Expressions (ccs_expression_type_e) include:

  • Boolean: OR (||), AND (&&), NOT (!)
  • Comparison: EQUAL (==), NOT_EQUAL (!=), LESS (<), GREATER (>), LESS_OR_EQUAL (<=), GREATER_OR_EQUAL (>=)
  • Arithmetic: ADD (+), SUBSTRACT (-), MULTIPLY (*), DIVIDE (/), MODULO (%), POSITIVE, NEGATIVE
  • Collection: IN (#) — membership test
  • Structural: LIST — variable-arity list of values
  • Terminals: LITERAL (constant), VARIABLE (parameter reference)

Building Expressions

/* Create: x > 0 */
ccs_expression_t var, lit, expr;
ccs_create_variable(x_param, &var);
struct _ccs_expression_s * ccs_expression_t
An opaque type defining a CCS expression.
Definition base.h:99
static ccs_datum_t ccs_int(ccs_int_t v)
A helper function to construct a datum containing an integer value.
Definition base.h:544
ccs_result_t ccs_create_binary_expression(ccs_expression_type_t type, ccs_datum_t node_left, ccs_datum_t node_right, ccs_expression_t *expression_ret)
Create a new binary expression.
ccs_result_t ccs_create_variable(ccs_parameter_t parameter, ccs_expression_t *expression_ret)
Create a new variable expression.
ccs_result_t ccs_create_literal(ccs_datum_t value, ccs_expression_t *expression_ret)
Create a new literal expression.
@ CCS_EXPRESSION_TYPE_GREATER
Greater than comparison operator.
Definition expression.h:31

Convenience functions: ccs_create_binary_expression(), ccs_create_unary_expression(), ccs_create_literal(), ccs_create_variable().

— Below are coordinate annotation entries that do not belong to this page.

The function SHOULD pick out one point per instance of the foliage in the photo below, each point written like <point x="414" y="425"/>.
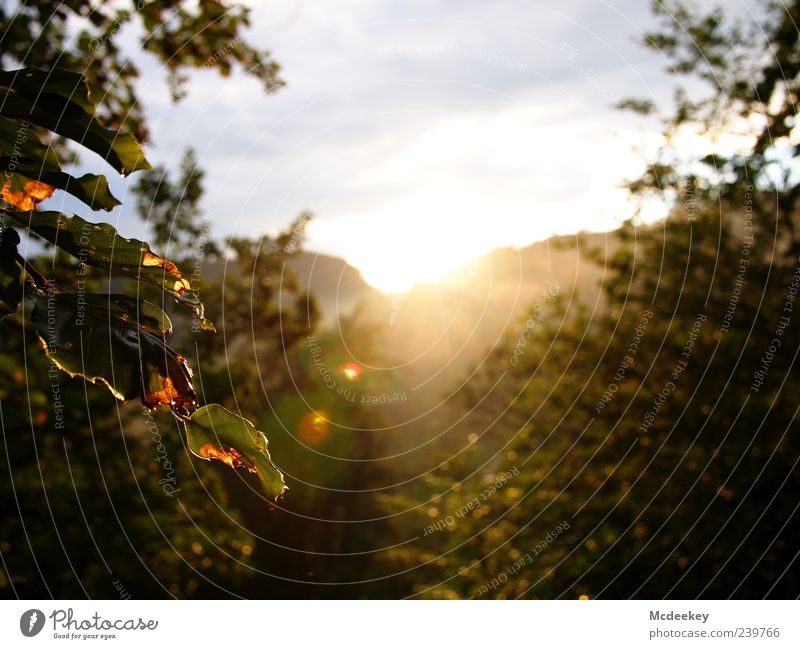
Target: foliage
<point x="181" y="35"/>
<point x="655" y="437"/>
<point x="99" y="337"/>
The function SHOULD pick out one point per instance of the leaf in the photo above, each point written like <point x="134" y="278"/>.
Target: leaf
<point x="56" y="113"/>
<point x="10" y="273"/>
<point x="97" y="344"/>
<point x="23" y="157"/>
<point x="100" y="245"/>
<point x="90" y="189"/>
<point x="213" y="432"/>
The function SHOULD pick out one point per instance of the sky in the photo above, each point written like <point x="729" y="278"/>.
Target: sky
<point x="420" y="133"/>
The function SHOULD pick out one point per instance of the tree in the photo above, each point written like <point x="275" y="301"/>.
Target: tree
<point x="180" y="35"/>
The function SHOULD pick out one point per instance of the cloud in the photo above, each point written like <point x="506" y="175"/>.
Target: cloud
<point x="490" y="121"/>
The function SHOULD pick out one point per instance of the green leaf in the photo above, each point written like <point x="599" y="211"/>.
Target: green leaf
<point x="91" y="189"/>
<point x="24" y="158"/>
<point x="97" y="344"/>
<point x="98" y="244"/>
<point x="213" y="432"/>
<point x="60" y="115"/>
<point x="126" y="311"/>
<point x="10" y="273"/>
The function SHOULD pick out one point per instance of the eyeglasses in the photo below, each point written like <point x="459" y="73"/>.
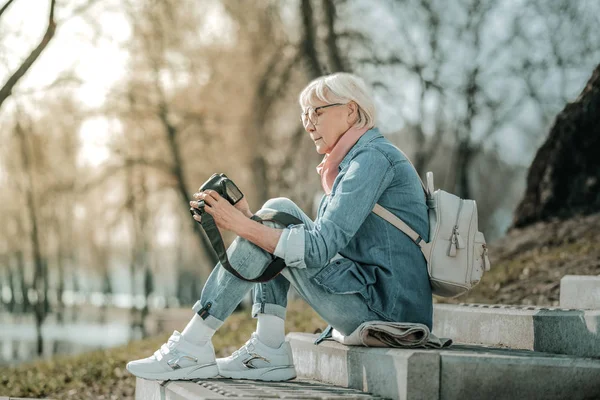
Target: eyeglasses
<point x="311" y="114"/>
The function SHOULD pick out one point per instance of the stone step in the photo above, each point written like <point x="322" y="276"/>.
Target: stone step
<point x="552" y="330"/>
<point x="458" y="372"/>
<point x="213" y="389"/>
<point x="580" y="291"/>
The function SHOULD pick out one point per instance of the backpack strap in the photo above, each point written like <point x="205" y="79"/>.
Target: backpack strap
<point x="274" y="268"/>
<point x="402" y="226"/>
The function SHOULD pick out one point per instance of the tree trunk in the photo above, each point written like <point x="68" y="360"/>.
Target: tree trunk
<point x="40" y="281"/>
<point x="564" y="178"/>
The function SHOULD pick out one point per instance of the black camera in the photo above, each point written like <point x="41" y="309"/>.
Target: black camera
<point x="221" y="184"/>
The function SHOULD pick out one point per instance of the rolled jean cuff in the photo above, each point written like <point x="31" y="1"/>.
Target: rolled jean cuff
<point x="211" y="321"/>
<point x="271" y="309"/>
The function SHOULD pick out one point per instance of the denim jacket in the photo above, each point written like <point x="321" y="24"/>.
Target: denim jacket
<point x="378" y="261"/>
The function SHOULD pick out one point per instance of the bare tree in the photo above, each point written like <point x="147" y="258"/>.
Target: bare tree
<point x="8" y="86"/>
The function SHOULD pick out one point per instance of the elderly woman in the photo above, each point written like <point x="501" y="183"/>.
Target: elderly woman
<point x="348" y="264"/>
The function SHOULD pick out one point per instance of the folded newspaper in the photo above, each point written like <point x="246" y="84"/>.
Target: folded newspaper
<point x="387" y="334"/>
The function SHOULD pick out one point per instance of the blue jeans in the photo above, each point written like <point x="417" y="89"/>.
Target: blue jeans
<point x="345" y="312"/>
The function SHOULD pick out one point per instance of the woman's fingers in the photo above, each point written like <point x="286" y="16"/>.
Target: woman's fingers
<point x="197" y="204"/>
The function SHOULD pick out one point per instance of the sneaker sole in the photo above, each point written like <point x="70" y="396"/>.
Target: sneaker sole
<point x="263" y="374"/>
<point x="202" y="372"/>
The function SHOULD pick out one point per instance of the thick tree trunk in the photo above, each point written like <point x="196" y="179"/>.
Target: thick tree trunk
<point x="564" y="178"/>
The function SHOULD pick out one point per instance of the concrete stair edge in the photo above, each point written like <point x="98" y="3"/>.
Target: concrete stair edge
<point x="459" y="372"/>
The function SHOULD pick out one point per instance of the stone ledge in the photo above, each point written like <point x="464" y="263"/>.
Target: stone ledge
<point x="213" y="389"/>
<point x="580" y="291"/>
<point x="552" y="330"/>
<point x="459" y="372"/>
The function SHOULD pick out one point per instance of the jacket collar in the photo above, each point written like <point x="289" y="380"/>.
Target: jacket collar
<point x="368" y="137"/>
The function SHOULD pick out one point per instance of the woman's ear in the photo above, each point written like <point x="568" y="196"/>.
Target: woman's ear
<point x="353" y="114"/>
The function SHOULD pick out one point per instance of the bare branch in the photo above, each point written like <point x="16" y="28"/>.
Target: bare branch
<point x="338" y="64"/>
<point x="309" y="39"/>
<point x="6" y="90"/>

Expressions are evaluated against bindings (configurations or evaluations) using ccs_expression_eval().


Serialization

CCS supports binary serialization (CCS_SERIALIZE_FORMAT_BINARY) for all object types. This lets you save and restore tuner state, configuration spaces, evaluations, and other objects.

Serialization targets:

  • Memory buffer (CCS_SERIALIZE_OPERATION_MEMORY)
  • File path (CCS_SERIALIZE_OPERATION_FILE)
  • File descriptor (CCS_SERIALIZE_OPERATION_FILE_DESCRIPTOR)
  • Size query (CCS_SERIALIZE_OPERATION_SIZE) — compute the buffer size needed

Use ccs_object_serialize() to serialize and ccs_object_deserialize() to restore. For user-defined objects (tuners, expressions), custom serialization callbacks can be registered with ccs_object_set_serialize_callback().


Distribution Spaces

A distribution space (ccs_distribution_space_t) customizes how parameters are sampled within a configuration space. Create one with ccs_create_distribution_space().

By default, each parameter in a configuration space is sampled from its own default distribution (typically uniform). A distribution space lets you override this by mapping custom distributions to specific parameters via ccs_distribution_space_set_distribution(). This is useful for:

  • Biasing sampling toward promising regions of the search space.
  • Using multivariate distributions to capture correlations between parameters.
  • Applying non-uniform priors based on domain knowledge.

Sample configurations from a distribution space directly with ccs_distribution_space_sample() or ccs_distribution_space_samples().